Monday, July 1, 2013

Unit testing Azure Table Storage Queries

I was thinking about how to Unit Test queries to Azure Table Storage. My first thought was to create a shim on the TableServiceContext object that will intercept queries and return what I want instead. In some cases this is fine, but there are some cases where I'd really like to test whether the LINQ query I wrote is correct or not. For this, what I really wanted was the ability to create an IEnumerable object that contained the "contents" of my "table" for testing, then write a query that would filter my IEnumerable the same way the Azure Table Storage API would filter my real entities. Most of the solutions available online operate on the assumption that you will create the return value from the query before calling into the shim. This is fine for testing the run up to the query, and testing the code that happens after, but it does little to make sure the query itself is correct.

I set out to create a shim that would take an IEnumerable and filter it as though it were the results in Azure Tables. This is not a perfect reproduction of the Azure environment, but it works for many purposes. The main problem with this is that the CreateQuery<T> method in TableServiceContext returns a DataServiceQuery<T> object, which is not easily shimmed. However, if you are using a CloudTableQuery<T> object in your queries you can Shim the Execute method to get the outcome you want.

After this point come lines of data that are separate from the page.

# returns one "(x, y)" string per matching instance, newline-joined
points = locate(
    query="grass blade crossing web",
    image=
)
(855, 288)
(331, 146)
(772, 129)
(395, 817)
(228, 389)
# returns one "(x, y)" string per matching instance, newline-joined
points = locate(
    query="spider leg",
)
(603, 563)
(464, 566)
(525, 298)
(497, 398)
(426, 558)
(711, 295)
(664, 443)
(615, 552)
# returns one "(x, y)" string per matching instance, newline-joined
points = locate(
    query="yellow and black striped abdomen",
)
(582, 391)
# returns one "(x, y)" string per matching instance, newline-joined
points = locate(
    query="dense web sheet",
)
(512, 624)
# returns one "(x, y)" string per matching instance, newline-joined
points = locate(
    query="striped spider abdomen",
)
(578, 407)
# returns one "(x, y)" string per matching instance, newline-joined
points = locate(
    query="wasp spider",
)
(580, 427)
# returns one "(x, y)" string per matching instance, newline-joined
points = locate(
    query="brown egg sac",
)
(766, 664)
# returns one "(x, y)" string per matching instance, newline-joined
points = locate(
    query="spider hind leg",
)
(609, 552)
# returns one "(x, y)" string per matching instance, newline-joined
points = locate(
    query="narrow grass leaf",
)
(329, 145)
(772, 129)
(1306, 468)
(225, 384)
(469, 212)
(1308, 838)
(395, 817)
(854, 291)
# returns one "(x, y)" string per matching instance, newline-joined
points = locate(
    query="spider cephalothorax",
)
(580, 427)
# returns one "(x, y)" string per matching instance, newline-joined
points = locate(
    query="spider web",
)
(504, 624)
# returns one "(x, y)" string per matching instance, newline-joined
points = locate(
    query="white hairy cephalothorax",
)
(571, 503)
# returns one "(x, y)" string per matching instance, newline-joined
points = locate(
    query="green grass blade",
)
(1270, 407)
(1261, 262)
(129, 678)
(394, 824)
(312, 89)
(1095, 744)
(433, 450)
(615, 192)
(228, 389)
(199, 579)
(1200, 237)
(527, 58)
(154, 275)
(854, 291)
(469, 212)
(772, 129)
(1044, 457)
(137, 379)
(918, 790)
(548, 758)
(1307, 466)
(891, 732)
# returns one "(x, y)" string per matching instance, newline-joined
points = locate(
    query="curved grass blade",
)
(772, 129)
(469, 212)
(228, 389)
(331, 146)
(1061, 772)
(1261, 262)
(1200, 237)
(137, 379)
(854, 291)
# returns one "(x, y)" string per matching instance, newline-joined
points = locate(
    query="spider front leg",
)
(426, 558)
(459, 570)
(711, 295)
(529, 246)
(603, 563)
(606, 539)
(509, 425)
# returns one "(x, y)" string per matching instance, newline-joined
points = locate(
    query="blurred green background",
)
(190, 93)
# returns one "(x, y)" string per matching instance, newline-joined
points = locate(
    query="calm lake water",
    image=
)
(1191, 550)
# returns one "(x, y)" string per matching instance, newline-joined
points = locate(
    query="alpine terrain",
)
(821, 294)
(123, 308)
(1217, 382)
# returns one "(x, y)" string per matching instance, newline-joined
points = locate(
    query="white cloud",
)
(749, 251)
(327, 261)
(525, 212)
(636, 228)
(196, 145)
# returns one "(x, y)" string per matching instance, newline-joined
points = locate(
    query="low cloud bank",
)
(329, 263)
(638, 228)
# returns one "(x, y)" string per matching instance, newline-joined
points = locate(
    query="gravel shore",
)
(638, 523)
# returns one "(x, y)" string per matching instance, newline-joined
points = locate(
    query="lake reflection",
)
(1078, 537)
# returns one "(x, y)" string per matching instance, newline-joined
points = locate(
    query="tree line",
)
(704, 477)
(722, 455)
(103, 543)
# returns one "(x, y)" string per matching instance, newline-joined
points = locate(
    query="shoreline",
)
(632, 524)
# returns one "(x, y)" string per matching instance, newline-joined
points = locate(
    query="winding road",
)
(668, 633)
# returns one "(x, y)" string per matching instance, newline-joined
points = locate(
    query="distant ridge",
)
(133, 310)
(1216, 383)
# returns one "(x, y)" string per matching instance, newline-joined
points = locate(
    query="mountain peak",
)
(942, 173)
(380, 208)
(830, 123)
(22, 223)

The really tricky part was how to run the query on your IEnumerable instead of the actual table. It turns out that one of the properties exposed by the IQueryable interface is Expression, which returns the expression being used to filter the query. In a CloudTableQuery and DataServiceQuery object, the Expression is of the data type MethodCallExpression. A little digging in the tree (by checking the Arguments property of the Expression) and you will find that somewhere in there is an Expression whose specific type is UnaryExpression. This is the actual expression that will be used to filter the results. In Azure, that means it will be converted to the filter string that's included in the REST query, but there's no reason we can't apply it to our own IEnumerable instead.

How to do this? Easy. First convert the IEnumerable to an IQueryable. Then convert the UnaryExpression to a LambdaExpression, then call the Where method on the IQueryable object and you're done.

Additionally, if you don't call AsTableServiceQuery() on your queries you're not entirely out of luck. You can pull a similar trick by putting a Shim into DataServiceQuery<T>.GetEnumerator.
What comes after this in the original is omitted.